Confused, bewildered, he moved towards the house, the children, two well-grown striplings, clinging to him, one on each side, and Catherine keeping pace with them. The footman followed with valises.

She was telling him that the Duke of Bourbon, like a true friend, of which few remained them, had sent his travelling carriage as a parting gift to John Law. But to this, his mind in travail, he scarcely gave heed.

The elderly Grandval and his buxom wife came hastening to meet them and to take his orders.

At last, in the rather sombre hall of the château, with its ponderous Louis XIII furnishings, the children having been carried off in the care of Grandval's wife, he and Catherine faced each other, and with a hand that shook she proffered him a parchment. "The passport," she said, and her quivering voice broke on the word, her eyes watched him anxiously.

He took it, and put her in a high-backed chair beside the massive oak table. Infected by her malaise, he was at a loss for words. "I think," he said at last, because he must say something, "that you always loved Guermande. It is dull now. But in spring and summer you know how beautiful it can be. I hope that you will be happy here. If not, you can sell it. It is yours. It...it is all that remained me in France, or anywhere. Not much after what has been, what might have been. But..."
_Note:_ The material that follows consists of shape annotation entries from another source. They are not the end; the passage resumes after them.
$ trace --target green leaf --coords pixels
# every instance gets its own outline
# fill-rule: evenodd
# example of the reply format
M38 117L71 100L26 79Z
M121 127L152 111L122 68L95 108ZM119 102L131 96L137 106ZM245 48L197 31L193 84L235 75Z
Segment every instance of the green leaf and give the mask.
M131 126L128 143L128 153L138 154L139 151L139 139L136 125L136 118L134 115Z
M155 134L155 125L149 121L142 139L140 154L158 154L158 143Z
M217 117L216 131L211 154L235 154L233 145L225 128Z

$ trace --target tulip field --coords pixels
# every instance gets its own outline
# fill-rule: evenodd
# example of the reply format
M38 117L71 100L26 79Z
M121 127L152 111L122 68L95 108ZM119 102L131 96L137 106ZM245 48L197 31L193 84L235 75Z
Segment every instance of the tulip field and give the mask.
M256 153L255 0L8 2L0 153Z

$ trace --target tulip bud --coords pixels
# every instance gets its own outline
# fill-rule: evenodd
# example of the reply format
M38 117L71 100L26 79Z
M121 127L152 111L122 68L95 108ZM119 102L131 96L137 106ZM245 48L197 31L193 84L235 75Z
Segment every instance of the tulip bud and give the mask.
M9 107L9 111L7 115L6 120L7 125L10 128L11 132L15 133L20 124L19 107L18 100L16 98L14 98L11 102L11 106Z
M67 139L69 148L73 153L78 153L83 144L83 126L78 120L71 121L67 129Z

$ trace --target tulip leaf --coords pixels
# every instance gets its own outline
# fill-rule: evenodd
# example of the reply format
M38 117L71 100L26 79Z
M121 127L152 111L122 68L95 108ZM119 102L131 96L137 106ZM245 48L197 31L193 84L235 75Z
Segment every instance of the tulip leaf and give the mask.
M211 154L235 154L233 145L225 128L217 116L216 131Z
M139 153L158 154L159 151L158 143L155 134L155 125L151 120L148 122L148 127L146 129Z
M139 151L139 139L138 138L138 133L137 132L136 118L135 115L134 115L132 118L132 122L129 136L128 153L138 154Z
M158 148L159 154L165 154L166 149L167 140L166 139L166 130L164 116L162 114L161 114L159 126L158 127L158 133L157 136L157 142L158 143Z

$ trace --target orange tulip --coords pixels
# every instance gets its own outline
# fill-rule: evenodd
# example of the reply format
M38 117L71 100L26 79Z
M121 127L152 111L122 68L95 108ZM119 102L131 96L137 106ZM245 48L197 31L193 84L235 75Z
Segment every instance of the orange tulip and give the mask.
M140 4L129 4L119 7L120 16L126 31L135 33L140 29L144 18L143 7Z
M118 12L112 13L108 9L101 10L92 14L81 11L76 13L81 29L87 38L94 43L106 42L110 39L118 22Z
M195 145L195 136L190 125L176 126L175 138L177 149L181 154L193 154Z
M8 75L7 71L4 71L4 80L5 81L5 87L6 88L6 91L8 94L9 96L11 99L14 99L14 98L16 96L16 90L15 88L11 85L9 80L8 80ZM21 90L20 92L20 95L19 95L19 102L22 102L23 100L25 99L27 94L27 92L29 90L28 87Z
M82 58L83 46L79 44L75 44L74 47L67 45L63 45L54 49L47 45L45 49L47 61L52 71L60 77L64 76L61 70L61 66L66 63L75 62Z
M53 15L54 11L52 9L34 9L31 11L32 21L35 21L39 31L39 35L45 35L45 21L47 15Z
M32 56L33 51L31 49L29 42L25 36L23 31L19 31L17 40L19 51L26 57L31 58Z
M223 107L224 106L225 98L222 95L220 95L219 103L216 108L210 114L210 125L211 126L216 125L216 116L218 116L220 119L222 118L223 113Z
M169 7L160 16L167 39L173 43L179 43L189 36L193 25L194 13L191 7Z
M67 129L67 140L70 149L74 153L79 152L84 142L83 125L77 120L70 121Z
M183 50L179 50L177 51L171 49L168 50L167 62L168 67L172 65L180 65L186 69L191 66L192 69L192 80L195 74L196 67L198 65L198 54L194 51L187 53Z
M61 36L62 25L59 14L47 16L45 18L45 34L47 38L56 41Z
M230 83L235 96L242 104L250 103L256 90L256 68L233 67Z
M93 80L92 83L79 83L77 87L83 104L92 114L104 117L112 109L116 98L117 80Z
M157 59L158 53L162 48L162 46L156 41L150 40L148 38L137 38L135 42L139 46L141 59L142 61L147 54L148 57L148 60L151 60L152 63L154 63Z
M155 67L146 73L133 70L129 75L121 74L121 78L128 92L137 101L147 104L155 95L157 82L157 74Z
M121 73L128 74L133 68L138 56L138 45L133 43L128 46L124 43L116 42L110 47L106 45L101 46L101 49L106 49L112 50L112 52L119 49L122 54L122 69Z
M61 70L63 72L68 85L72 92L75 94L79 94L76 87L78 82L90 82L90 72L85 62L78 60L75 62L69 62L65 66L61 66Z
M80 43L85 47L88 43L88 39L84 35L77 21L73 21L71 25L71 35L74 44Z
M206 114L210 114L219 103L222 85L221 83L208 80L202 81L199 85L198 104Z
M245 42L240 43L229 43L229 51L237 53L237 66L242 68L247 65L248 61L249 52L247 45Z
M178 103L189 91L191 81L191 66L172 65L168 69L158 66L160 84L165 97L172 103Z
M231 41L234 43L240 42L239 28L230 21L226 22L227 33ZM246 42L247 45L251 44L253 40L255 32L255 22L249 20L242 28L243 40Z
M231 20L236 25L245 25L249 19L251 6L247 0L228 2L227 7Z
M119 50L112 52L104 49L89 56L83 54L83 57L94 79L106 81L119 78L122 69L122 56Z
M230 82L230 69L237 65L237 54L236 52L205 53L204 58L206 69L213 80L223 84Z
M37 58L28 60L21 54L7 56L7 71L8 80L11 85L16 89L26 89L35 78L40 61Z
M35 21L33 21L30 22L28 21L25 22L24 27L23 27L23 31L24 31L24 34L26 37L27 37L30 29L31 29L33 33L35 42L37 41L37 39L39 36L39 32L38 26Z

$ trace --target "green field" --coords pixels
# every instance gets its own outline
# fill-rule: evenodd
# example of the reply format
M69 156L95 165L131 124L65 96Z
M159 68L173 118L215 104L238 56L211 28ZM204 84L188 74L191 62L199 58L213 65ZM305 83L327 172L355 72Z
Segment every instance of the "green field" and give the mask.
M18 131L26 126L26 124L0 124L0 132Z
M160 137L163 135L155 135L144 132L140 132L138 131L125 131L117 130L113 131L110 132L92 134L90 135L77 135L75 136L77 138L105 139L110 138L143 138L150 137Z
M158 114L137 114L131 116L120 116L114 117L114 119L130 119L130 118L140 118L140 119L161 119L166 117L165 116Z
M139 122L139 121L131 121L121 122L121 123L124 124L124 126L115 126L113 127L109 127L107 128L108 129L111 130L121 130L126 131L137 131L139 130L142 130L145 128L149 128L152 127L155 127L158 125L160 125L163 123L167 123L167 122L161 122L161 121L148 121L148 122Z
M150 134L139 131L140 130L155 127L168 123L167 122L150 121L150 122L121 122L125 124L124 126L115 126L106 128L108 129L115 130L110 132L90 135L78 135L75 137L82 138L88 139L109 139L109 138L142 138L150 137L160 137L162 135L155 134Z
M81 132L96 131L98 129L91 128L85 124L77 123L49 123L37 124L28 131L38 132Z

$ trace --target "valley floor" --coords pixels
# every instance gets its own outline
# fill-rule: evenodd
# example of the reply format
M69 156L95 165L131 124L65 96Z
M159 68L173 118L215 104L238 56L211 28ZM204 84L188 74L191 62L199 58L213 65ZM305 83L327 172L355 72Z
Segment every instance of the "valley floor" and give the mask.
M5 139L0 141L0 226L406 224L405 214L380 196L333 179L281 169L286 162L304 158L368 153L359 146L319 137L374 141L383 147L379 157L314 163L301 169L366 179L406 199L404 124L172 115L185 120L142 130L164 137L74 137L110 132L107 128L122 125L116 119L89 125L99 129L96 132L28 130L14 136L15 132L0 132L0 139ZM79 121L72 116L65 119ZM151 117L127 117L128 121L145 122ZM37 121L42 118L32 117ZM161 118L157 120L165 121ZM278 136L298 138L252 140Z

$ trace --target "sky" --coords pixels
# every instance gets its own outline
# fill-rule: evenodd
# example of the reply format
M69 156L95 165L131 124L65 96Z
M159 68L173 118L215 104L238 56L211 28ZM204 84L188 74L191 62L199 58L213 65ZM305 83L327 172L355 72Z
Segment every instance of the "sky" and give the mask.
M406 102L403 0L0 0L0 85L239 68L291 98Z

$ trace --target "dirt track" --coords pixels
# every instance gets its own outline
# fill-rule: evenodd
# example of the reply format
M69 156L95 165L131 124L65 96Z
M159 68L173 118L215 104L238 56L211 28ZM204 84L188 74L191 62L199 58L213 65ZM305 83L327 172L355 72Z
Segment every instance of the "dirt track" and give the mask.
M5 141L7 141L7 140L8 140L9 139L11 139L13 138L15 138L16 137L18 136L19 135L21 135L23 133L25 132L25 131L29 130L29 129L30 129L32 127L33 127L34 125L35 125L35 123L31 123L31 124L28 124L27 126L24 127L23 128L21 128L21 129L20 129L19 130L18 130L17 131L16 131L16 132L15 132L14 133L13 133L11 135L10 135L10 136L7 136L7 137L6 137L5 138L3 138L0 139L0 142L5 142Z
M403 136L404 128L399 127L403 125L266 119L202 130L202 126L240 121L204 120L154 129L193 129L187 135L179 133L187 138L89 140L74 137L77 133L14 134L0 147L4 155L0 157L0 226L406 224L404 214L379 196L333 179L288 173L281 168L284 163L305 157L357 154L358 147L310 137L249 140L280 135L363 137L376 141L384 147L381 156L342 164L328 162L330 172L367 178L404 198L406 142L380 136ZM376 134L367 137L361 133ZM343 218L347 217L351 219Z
"Far more than I need. More than I want," she answered him. "It is not only at this time of year that I should find it dull. Dull and lonely. Very lonely." She rested her head against the back of the chair, and closed her eyes as if in weariness of body and of soul. She was very white, her travelling cloak had fallen open, and under the muslin fichu her bosom rose and fell in deepening agitation.

He considered her with wistful concern. "You are tired," he said. "A glass of wine will revive you. Grandval will be bringing it."

He unfolded the parchment, and to scan it in the fading daylight he turned his back to a high window. An exclamation broke from him. "Why, what is this? You are included here."

She spoke as if suffocating. "Is it not my right?"

"Your right!" He laughed. "But is it a right that you would wish to claim at such a time?"

She sat up, and gathered strength. "The time above all entitled me to claim it. That is why I have, myself, brought you the passport. I do not choose to be left behind."

He stared at her, and saw the tears roll down a face that for all its pallor preserved an odd composure. A strange gift hers, he thought, to weep without grimacing.

"You told Will once," she went on, "that all that I loved in you were the splendours you provided. It was the cruellest of many cruel things you have thought of me, and the most unjust. I am here to prove it." Then in a quickening tone, she asked him, as she had asked him once before: "What splendours were yours when I came to you in Amsterdam so many years ago? You were then a broken proscribed fugitive, John, as you are now. I came to you then because I thought that you must need a woman's breast to weep on. And that is why I come to you now. But for your distress at this ruin of your ambitions, I could thank God that it has overtaken us. For it gives me this opportunity to prove your error." Very softly, she ended: "If you want me, John, we will go on our travels together again. If not..."

He sank to his knees beside her and put his head in her lap. He, too, was weeping.